Camminare tra le mura del Tulum Archaeological Site significa trovarsi davanti a uno degli scenari più iconici del Messico: templi in pietra chiara che dominano una scogliera sopra acque cristalline.

👉 Aneddoto storico: Tulum era un importante porto commerciale maya e uno dei pochi centri fortificati. Il suo nome originale, Zamá, significa “città dell’alba”. E quando il sole sorge sul mare, si capisce perfettamente perché.

Consiglio pratico: arriva all’apertura (intorno alle 8:00) per evitare il caldo e i gruppi organizzati. La luce del mattino è perfetta per le fotografie.


Il Castillo: il simbolo della città

Il monumento più iconico è senza dubbio El Castillo, una piramide compatta che domina la scogliera.

Da qui i sacerdoti maya osservavano l’orizzonte e controllavano le rotte delle canoe commerciali. Le torce accese sulla sommità servivano come faro naturale per i navigatori.

La struttura è allineata con una breccia nella barriera corallina, che permetteva alle imbarcazioni di entrare nella laguna interna.

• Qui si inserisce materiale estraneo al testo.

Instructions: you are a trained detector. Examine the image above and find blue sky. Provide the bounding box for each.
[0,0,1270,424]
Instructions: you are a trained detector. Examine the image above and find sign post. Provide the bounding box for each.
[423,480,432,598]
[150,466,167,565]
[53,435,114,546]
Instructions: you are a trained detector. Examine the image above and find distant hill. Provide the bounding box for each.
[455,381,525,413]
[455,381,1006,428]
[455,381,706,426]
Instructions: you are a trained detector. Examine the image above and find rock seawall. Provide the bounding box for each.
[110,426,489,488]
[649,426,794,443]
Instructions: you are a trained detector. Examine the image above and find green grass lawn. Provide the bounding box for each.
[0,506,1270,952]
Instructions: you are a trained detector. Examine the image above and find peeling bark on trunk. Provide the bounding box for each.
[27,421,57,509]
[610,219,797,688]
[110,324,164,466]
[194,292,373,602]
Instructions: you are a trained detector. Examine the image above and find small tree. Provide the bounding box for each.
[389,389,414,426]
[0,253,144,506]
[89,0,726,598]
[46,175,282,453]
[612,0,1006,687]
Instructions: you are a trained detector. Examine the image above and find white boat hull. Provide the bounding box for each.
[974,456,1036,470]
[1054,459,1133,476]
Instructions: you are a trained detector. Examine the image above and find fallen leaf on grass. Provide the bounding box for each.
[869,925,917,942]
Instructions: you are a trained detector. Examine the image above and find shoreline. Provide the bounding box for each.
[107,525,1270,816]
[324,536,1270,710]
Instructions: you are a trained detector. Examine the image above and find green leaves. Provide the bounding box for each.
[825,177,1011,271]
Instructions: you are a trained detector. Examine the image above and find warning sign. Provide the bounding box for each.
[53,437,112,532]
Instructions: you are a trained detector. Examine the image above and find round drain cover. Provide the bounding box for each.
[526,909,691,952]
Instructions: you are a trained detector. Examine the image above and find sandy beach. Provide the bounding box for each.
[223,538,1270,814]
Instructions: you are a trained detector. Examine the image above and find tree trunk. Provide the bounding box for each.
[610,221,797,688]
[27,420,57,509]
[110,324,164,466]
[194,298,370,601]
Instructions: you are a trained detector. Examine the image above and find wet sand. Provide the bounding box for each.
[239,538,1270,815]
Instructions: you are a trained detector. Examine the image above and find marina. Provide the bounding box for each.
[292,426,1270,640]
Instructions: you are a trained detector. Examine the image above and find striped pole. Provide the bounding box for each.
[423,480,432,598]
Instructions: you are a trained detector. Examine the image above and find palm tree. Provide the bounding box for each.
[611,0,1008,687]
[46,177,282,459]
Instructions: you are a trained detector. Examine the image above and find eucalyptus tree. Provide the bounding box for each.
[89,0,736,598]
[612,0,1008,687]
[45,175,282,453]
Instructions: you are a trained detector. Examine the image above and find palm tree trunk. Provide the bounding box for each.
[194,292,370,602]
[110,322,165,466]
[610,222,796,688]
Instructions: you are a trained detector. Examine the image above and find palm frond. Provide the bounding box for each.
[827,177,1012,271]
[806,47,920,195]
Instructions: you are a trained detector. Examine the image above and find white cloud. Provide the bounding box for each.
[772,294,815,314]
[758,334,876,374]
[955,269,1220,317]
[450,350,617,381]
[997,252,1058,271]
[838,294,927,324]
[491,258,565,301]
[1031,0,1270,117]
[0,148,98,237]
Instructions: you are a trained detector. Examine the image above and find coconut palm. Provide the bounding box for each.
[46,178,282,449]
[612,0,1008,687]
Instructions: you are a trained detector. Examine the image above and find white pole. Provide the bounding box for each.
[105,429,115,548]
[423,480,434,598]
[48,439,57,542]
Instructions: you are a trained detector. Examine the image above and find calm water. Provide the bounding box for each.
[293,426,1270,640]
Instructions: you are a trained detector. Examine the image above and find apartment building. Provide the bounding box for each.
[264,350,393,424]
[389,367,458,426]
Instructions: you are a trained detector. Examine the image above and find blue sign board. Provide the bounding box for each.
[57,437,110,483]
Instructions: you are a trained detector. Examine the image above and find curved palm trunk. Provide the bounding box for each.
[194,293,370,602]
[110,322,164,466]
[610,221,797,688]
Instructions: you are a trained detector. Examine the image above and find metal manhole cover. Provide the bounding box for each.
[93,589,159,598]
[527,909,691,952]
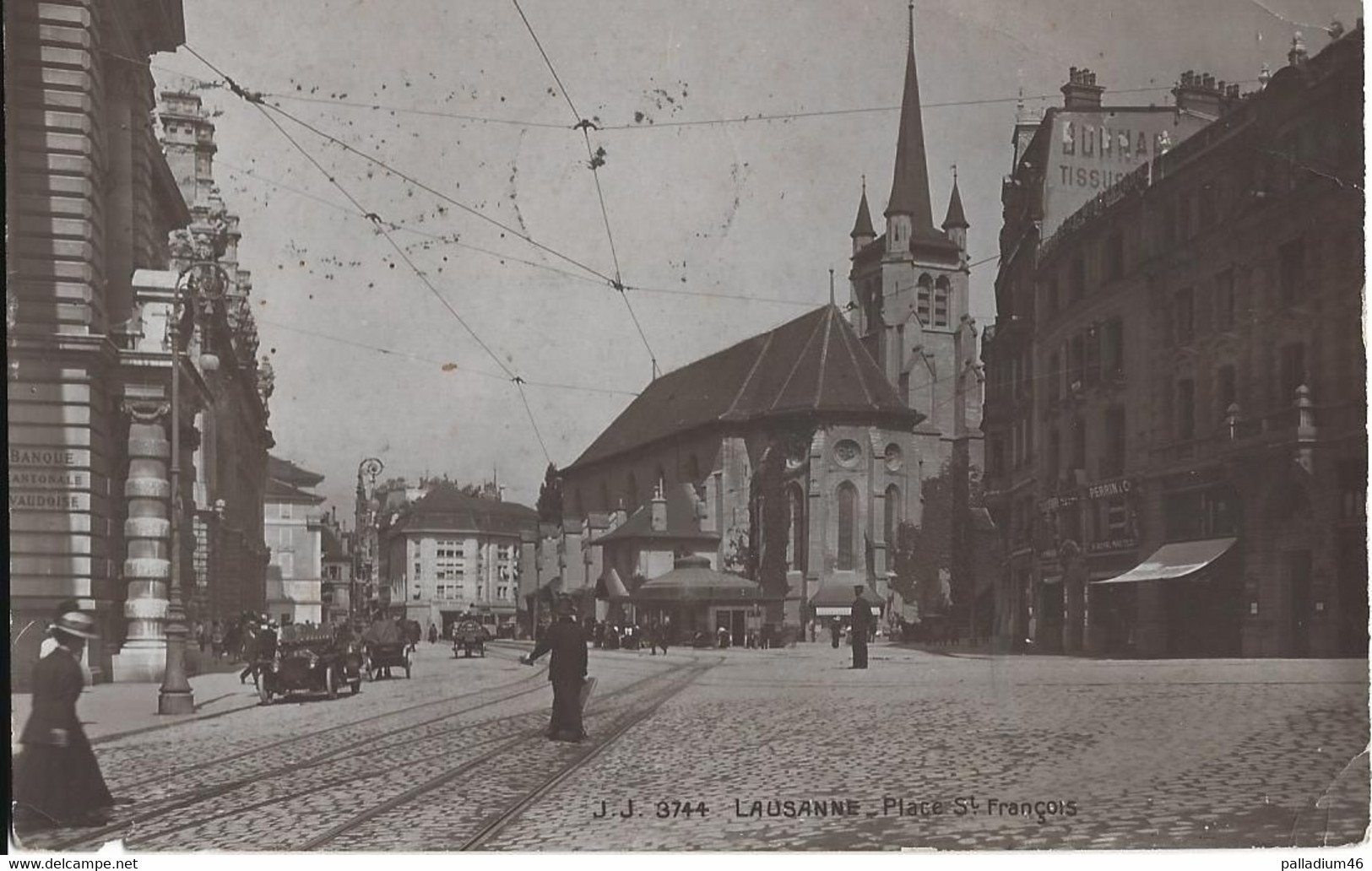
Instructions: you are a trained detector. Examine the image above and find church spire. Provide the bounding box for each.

👉 Aneddoto affascinante: alcuni studiosi ritengono che questa apertura nella barriera fosse utilizzata come una sorta di “porta naturale” per guidare le canoe durante la navigazione notturna.



Spiagge da cartolina

Le spiagge di Tulum sono tra le più belle della Riviera Maya:

  • Sabbia bianca e finissima
  • Acqua turchese quasi irreale
  • Palme inclinate dal vento

Ma ciò che distingue Tulum è lo stile: hotel boutique eco-chic, ristoranti in legno e corda, lettini sulla sabbia, candele e musica soft al tramonto.

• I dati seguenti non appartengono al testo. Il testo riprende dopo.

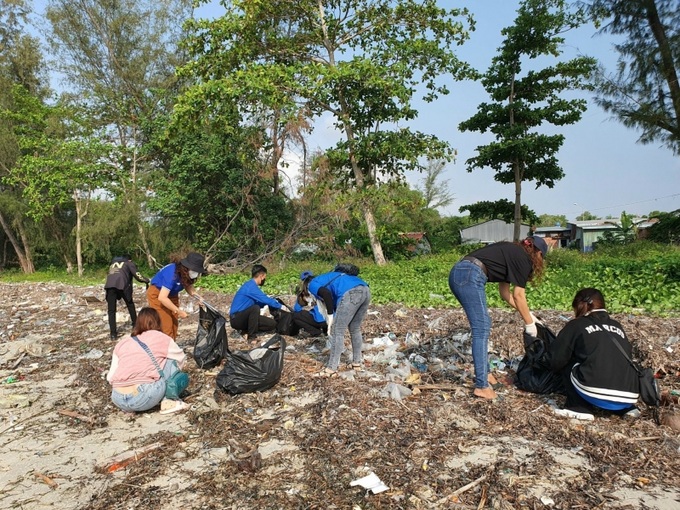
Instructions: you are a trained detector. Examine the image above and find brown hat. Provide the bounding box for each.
[179,251,208,274]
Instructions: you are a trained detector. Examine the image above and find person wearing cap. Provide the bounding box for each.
[104,255,149,340]
[308,264,371,377]
[449,236,548,399]
[293,271,328,336]
[229,264,282,343]
[146,252,207,340]
[548,287,640,420]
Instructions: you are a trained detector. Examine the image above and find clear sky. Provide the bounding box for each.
[198,0,680,220]
[34,0,680,220]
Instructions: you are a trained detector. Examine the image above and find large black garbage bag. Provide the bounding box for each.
[515,324,564,393]
[217,334,286,395]
[194,305,228,370]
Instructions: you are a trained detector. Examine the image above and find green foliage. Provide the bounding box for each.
[5,242,680,315]
[459,0,595,237]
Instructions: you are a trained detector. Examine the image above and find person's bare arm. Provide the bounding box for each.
[158,287,188,319]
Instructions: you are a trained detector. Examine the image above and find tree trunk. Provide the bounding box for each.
[0,213,35,274]
[512,161,522,242]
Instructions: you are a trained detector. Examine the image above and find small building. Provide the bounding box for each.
[569,218,658,253]
[534,225,571,250]
[460,220,530,244]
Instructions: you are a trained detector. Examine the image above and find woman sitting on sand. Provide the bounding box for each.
[106,307,188,414]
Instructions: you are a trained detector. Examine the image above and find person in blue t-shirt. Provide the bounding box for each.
[308,265,371,377]
[293,271,328,336]
[146,252,207,340]
[229,264,281,343]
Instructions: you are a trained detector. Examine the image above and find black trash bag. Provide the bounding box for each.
[271,310,300,336]
[193,305,228,370]
[217,335,286,395]
[515,324,564,394]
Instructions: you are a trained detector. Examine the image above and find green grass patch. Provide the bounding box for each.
[5,242,680,316]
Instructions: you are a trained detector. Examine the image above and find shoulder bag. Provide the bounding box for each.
[132,336,189,400]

Qui è normale cenare scalzi sulla sabbia.

👉 Tip: molte spiagge sono collegate a beach club o hotel; verifica sempre le condizioni di accesso e l’eventuale consumazione minima.


Lo sconsiglio

Già dal parcheggio verrete circondati da venditori di escursioni, in particolare quella in barca per vedere la zona archeologica dal mare con successivo snorkeling.

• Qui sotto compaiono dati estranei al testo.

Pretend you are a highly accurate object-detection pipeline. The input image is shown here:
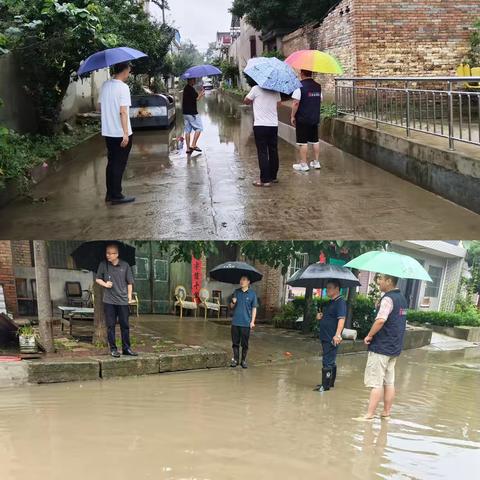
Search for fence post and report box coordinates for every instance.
[405,81,410,137]
[448,81,455,150]
[335,78,339,117]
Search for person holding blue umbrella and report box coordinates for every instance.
[77,47,147,205]
[244,57,302,187]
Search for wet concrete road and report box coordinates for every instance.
[0,92,480,240]
[0,348,480,480]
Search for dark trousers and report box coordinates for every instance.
[322,341,338,368]
[232,325,250,363]
[253,126,279,183]
[103,303,130,351]
[105,135,132,199]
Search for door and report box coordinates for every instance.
[133,242,171,314]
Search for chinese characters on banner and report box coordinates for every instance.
[192,255,202,300]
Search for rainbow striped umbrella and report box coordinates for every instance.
[285,50,343,75]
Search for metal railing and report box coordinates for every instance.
[335,77,480,150]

Ecco, lo snorkeling è uno dei peggiori che possiate fare in tutta la costa dello Yucatan: barriera, quel poco che c’è, rovinata e profonda almeno un paio di metri, mare spesso mosso e vita marina parecchio limitata.

MOLTO meglio spostarsi ad Akumal o Puerto Morelos.


Conclusione: il fascino dell’equilibrio

Tulum non è solo mare caraibico.
È un luogo che unisce storia, natura e stile di vita in modo unico.

È il tipo di destinazione che ti invita a rallentare, a respirare, a vivere a piedi nudi.

E quando te ne vai, non ti porti a casa solo fotografie di acqua turchese.
Ti porti dietro una sensazione: quella di aver trovato, anche solo per qualche giorno, un equilibrio perfetto tra libertà e bellezza.